Photo by Don Kellogg

Tuesday, February 2, 2016

Smart People

Second Stage has chosen to present likely the most self-absorbed, un-interesting, and indulgent play by what can only be described as a bitter, angry, ivy-leaguer stuck in academia-land with no real connection to the real world where us normal folk live.

With a "smart" connection to racism that likely nobody except a few in the theater might even appreciate, we get Barak Obama's election thrown in our face even tho it has nothing to do directly with the story of the four unrelated characters.  But of course it was there because everything in this playwright's universe probably revolves around Barak Obama and his historic presidency.
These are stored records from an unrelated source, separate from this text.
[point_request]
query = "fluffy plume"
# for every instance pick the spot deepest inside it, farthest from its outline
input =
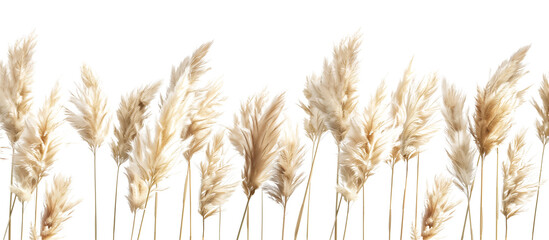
(496, 102)
(214, 188)
(254, 135)
(439, 208)
(365, 146)
(335, 96)
(314, 125)
(518, 187)
(91, 118)
(461, 151)
(204, 114)
(286, 177)
(38, 148)
(542, 125)
(131, 114)
(419, 107)
(57, 210)
(15, 88)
It is central to the quintessential millennial's storyline.

One would expect that the actors on the stage might have salvaged the material.  Unfortunately, there wasn't a stage actor anywhere to be found.  TV-land has invaded all four of the characters.  Overall the actors were too loud, too flat, and seemed to be playing to the cameras as they are used to.   It didn't help that the structure of the play was vignette-like often promoting the short burst messages.  I was ready for commercials to roll at some points.
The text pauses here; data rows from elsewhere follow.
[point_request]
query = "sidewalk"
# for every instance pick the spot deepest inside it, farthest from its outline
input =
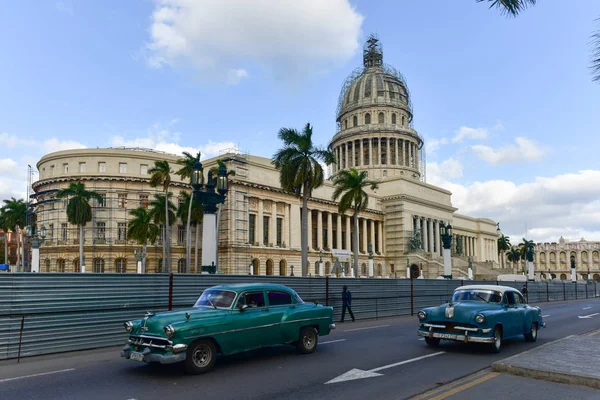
(573, 360)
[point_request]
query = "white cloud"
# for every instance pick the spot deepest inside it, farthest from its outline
(287, 37)
(543, 209)
(464, 132)
(524, 150)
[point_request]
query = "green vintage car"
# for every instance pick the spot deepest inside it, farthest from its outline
(228, 319)
(481, 314)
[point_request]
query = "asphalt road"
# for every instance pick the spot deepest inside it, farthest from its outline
(399, 365)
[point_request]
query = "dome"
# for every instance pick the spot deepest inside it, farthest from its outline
(374, 84)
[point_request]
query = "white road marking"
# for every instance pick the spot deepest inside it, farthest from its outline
(366, 327)
(333, 341)
(34, 375)
(355, 373)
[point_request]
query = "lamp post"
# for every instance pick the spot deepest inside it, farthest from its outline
(209, 199)
(446, 235)
(36, 242)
The playwright... oh sorry... the author (she's too good to be a playwright i suppose), Lydia R. Diamond likely identifies closely with this over privileged academic bubble fantasy she portrays as real life.  The truth of the matter is that each of the characters exudes stereotype to the point I wanted to vomit.  The power-Asian academic who secretly loves to shop and screw (Anne Son), the top-of-his-class African American doctor (Mahershala Ali) who still can't get ahead due to his race and associated anger, the over-privileged white professor (Joshua Jackson) who never spent a day in the real world, and finally the broke, idealistic, young, pretty black actress (Tessa Thompson) who smokes and screws the doctor because she might just get her MRS.  And while I am now delighted to know that Mr. Jackson is well endowed, the locker room scene was totally gratuitous and completely derivative.  I suspect it may eventually get cut.

Do yourself a favor and skip Smart People.  You'll save a shoe that you otherwise would want to throw at these over-priveledged loser-characters who think they have a purpose in life you see on stage.